Rheumatology - What to expect

Relieving pain, restoring function

At your child’s first appointment, we obtain a detailed medical history and conduct a thorough physical exam. We’ll carefully investigate the duration and severity of your child’s symptoms. We assess daily activities and well-being, and may order advanced imaging studies and lab tests.

Children’s treats kids and teens in both inpatient and outpatient settings. We use the most effective, advanced medications to control inflammation and manage overactive immune system responses. Some of the treatment agents used are:

  • Anti-inflammatory medications — Corticosteroids and nonsteroidal anti-inflammatory drugs (NSAIDS), such as ibuprofen or naproxen, reduce inflammation and pain.
  • Disease-modifying anti-rheumatic drugs (DMARDs) — These medications reduce immediate pain and swelling and minimize joint damage and long-term disability. Methotrexate is one example of a DMARD.
  • Biologic medications — These medications work by targeting or inhibiting specific immune system components that are contributing to an overactive immune response. Examples include etanercept and infliximab.
  • Immune suppressing medications —  Medications such as mycophenolate or cylophosphamide are needed to block the immune system in a general way to prevent severe damage or disability from an over active immune response.

Administering medications

Many of these medications are given orally, but some are given by under-the-skin injection (subcutaneously) or by infusion through an intravenous catheter. Because infusions can take one hour to many hours to complete, Children’s rheumatology works to accommodate families by arranging for infusions at either the Children’s -–St. Paul or Children’s -–Minneapolis, or if outside the metro area at your local hospital if possible.

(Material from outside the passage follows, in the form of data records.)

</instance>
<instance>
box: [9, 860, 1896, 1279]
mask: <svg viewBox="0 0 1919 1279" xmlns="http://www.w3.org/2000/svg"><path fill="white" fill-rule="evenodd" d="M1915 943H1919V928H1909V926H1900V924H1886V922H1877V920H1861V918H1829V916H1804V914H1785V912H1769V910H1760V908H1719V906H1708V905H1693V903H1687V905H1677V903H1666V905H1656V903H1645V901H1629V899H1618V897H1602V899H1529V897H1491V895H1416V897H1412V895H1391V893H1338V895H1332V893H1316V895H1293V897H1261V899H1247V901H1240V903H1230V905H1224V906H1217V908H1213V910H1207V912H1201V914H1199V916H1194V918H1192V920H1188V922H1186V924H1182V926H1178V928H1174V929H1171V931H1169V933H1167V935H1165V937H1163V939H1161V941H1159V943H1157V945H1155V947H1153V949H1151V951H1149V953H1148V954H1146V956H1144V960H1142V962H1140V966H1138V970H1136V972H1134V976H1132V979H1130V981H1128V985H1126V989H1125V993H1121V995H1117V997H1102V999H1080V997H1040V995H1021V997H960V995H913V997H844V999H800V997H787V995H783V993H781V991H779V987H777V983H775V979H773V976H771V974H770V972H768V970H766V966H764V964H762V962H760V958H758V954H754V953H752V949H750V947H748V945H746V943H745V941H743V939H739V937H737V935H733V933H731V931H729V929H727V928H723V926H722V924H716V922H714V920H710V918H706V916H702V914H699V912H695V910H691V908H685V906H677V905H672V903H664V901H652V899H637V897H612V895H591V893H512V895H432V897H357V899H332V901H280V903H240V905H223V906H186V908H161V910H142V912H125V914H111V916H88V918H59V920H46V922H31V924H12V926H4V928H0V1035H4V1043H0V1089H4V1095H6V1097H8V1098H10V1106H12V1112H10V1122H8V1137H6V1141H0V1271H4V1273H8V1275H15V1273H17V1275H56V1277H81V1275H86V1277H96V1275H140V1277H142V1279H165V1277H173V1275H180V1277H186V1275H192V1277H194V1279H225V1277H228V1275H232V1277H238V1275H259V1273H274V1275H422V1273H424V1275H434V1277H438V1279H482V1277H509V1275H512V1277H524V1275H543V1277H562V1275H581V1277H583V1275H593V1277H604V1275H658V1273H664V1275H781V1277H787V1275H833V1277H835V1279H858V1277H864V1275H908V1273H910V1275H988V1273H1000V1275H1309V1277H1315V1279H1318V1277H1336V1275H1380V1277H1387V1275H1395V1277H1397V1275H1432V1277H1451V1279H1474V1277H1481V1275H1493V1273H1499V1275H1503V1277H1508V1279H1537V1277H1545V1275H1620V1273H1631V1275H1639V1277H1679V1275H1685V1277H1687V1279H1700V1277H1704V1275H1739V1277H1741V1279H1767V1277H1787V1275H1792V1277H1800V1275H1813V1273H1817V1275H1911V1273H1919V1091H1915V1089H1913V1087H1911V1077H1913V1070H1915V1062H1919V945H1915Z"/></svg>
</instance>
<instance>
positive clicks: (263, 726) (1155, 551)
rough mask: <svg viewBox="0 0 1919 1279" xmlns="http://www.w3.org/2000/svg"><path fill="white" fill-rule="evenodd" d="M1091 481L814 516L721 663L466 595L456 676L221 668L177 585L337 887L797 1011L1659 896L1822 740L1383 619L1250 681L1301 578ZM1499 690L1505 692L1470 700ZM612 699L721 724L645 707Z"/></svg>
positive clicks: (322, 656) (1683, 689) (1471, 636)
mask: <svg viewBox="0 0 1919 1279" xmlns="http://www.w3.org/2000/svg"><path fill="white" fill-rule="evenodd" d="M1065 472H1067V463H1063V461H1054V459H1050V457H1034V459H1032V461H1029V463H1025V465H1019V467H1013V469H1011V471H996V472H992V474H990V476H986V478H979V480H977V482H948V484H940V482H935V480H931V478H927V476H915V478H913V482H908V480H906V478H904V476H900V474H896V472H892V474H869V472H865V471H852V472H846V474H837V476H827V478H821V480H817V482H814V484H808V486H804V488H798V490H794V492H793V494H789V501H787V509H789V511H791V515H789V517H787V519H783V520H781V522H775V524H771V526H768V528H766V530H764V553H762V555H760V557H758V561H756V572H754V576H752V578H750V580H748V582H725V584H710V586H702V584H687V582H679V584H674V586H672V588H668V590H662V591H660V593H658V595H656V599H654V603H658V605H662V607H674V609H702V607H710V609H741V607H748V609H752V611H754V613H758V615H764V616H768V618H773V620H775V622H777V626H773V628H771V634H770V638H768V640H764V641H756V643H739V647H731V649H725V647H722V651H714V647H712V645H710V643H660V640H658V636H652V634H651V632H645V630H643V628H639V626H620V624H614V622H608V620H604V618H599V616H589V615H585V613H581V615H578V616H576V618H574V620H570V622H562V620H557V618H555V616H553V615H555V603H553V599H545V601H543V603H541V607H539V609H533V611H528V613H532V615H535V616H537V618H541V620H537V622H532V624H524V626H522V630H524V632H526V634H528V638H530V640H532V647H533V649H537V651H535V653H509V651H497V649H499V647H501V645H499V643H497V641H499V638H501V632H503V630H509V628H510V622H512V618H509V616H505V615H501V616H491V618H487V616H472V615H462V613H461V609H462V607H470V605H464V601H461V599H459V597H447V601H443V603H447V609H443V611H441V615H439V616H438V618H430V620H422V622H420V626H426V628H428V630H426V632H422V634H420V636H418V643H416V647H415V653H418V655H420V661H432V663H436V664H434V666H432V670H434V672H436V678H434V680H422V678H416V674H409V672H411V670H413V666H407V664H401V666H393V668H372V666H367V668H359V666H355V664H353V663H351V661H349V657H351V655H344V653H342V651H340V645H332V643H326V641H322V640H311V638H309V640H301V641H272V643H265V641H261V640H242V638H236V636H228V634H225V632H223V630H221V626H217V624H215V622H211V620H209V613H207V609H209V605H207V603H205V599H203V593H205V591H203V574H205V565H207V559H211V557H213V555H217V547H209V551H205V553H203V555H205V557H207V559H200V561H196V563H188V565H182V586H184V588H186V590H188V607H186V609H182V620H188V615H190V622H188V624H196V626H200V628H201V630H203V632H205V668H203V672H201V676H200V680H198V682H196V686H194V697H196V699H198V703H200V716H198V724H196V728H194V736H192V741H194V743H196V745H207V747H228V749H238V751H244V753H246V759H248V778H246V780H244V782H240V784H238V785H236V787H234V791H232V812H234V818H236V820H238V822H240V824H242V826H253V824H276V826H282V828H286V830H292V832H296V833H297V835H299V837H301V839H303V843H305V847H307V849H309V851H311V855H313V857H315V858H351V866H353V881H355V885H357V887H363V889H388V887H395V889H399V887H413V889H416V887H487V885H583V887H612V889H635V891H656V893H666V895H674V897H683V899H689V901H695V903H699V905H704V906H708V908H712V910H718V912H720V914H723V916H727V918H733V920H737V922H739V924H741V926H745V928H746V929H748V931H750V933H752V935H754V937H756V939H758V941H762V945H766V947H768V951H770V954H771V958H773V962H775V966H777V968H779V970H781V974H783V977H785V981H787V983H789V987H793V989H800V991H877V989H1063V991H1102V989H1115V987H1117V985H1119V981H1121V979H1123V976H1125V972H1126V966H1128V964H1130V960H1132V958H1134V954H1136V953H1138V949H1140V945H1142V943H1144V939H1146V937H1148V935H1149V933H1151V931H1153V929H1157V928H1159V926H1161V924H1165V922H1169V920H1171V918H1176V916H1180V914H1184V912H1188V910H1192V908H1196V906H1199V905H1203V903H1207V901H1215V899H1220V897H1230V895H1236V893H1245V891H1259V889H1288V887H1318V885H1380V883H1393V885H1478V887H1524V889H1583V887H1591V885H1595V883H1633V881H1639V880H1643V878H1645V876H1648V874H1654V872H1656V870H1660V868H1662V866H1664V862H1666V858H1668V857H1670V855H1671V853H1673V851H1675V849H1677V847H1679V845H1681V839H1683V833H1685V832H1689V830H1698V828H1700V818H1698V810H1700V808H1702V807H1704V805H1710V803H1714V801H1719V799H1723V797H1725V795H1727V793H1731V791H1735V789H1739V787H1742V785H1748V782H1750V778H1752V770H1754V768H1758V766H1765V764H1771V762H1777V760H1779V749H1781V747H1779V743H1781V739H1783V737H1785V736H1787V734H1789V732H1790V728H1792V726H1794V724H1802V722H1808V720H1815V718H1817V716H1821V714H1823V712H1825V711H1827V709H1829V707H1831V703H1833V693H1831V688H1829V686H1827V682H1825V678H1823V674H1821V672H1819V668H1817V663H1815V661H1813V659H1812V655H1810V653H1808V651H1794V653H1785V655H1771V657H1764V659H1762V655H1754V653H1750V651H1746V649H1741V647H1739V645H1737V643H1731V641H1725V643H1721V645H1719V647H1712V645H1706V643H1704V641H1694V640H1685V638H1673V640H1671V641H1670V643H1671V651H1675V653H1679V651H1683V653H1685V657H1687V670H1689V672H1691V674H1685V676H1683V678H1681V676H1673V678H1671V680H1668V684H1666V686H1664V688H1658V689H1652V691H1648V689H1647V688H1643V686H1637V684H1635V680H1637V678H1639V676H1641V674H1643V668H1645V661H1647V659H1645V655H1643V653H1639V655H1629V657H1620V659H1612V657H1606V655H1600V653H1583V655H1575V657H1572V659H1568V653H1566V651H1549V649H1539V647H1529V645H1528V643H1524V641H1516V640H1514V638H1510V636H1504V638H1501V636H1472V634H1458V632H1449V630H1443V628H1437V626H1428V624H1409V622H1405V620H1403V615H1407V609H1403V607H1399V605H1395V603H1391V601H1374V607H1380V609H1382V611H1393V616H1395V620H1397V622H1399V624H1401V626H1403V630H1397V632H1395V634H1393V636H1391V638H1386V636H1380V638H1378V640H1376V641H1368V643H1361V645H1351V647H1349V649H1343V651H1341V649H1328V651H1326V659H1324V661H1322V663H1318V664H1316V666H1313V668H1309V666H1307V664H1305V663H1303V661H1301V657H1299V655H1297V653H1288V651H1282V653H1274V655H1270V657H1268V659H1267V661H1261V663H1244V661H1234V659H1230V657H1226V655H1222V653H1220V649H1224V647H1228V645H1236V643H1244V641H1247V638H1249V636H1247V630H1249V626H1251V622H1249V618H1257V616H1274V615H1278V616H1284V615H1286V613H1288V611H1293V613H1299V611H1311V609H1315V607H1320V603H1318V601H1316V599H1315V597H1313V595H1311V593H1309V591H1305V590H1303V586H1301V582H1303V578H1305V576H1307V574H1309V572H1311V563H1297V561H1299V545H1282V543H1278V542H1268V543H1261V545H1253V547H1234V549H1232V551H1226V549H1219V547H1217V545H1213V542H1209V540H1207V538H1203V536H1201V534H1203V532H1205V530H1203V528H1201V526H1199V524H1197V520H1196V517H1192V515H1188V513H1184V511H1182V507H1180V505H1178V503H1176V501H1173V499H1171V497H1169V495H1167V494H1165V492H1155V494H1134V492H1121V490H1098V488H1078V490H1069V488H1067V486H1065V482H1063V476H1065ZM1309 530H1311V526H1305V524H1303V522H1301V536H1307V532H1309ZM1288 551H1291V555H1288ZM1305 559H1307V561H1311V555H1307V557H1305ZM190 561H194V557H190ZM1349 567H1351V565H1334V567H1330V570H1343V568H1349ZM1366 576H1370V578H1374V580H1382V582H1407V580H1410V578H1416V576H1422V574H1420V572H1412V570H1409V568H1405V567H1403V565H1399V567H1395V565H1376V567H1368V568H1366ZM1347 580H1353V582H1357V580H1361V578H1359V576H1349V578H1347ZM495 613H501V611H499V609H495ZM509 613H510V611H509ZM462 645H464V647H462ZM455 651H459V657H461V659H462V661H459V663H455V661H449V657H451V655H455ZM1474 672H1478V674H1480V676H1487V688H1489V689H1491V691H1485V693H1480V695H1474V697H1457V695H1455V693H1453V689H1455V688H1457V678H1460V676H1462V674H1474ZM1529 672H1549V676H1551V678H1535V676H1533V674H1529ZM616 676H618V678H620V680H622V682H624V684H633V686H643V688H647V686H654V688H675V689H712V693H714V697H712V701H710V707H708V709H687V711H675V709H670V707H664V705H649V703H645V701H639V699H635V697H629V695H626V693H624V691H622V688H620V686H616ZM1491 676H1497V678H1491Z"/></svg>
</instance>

Children’s rheumatology has a nurse practitioner and nurse-managed program dedicated to educating families about injections and infusions, monitoring medications and making the medication experience as easy as possible. Furthermore, the C.H. Robinson Infusion Center at Children’s provides more than 5,000 infusions per year to children and teens and has received national recognition for aggressively managing pain and side effects associated with procedures and treatments.

Last but not least, our rheumatology program uses proven procedures such as arthrocentesis to diagnose and treat arthritis. During this procedure, a needle is used to withdraw a small sample of joint fluid from a joint. This helps identify the cause of inflammation or place medication inside of a joint.